While the fasters' aim was to remain on hunger strike for the full week, most planned to start eating after two or three days. Roy Chaleff '68, one of the organizers of the fast, estimated that only six to 10 people would fast for the full eight days. Originally, the fasters had discussed drinking orange juice, but this elicited comments from the student body calling the protest a "half-fast." Instead, the students on the fast would wear black arm bands and sustain themselves with a diet of water and vitamin pills.
Sympathy among students for the protestors remained mixed. Many, while agreeing with the cause, disagreed with Chaleff's assertion that a hunger strike would have more of an impact on people than another form of demonstration. Chaleff claimed that fasting would disprove the stereotype of protestors as "effeminate intellectuals." A student identified by The Student simply as "a sophomore cutie" responded, "I don't see anything more masculine about fasting than about picketing."

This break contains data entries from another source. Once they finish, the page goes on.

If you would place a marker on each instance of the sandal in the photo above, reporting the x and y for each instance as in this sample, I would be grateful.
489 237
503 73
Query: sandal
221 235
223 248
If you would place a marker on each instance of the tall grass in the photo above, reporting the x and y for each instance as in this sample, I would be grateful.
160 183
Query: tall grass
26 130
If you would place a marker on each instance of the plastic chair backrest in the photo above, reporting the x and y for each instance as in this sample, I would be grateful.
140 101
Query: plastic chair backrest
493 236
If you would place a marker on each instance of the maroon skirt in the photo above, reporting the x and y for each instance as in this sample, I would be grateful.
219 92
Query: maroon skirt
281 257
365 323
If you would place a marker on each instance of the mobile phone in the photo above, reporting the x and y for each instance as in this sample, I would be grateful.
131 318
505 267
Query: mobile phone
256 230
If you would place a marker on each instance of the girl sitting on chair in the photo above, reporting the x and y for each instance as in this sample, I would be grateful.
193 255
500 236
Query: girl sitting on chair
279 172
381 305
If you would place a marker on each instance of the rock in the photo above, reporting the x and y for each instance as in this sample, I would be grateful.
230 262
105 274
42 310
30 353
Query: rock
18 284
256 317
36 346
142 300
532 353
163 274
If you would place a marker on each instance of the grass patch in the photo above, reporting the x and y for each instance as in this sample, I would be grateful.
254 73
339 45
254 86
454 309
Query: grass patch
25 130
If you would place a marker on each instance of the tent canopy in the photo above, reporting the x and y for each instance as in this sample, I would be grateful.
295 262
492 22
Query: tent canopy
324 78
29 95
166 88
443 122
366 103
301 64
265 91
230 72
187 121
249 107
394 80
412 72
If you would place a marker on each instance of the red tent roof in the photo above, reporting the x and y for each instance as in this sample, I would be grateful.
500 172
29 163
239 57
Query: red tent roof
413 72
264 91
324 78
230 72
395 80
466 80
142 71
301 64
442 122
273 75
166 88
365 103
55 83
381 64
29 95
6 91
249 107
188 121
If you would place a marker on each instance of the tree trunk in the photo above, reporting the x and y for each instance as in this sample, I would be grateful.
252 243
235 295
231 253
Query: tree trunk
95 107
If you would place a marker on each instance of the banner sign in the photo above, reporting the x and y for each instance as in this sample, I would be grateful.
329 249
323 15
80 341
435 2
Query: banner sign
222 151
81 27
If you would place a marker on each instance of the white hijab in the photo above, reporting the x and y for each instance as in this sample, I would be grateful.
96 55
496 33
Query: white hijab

Faculty sympathies were also conflicted, although supporters of the fast were more vocal in their protests. A statement issued by the faculty summing up objection to the chemical destruction of Vietcong rice paddies by U.S. Air Force napalm bombing said that this action "would seem to violate all the requirements for 'just war' developed by morally concerned men over the centuries. Such destruction cannot discriminate between combatants and women and children."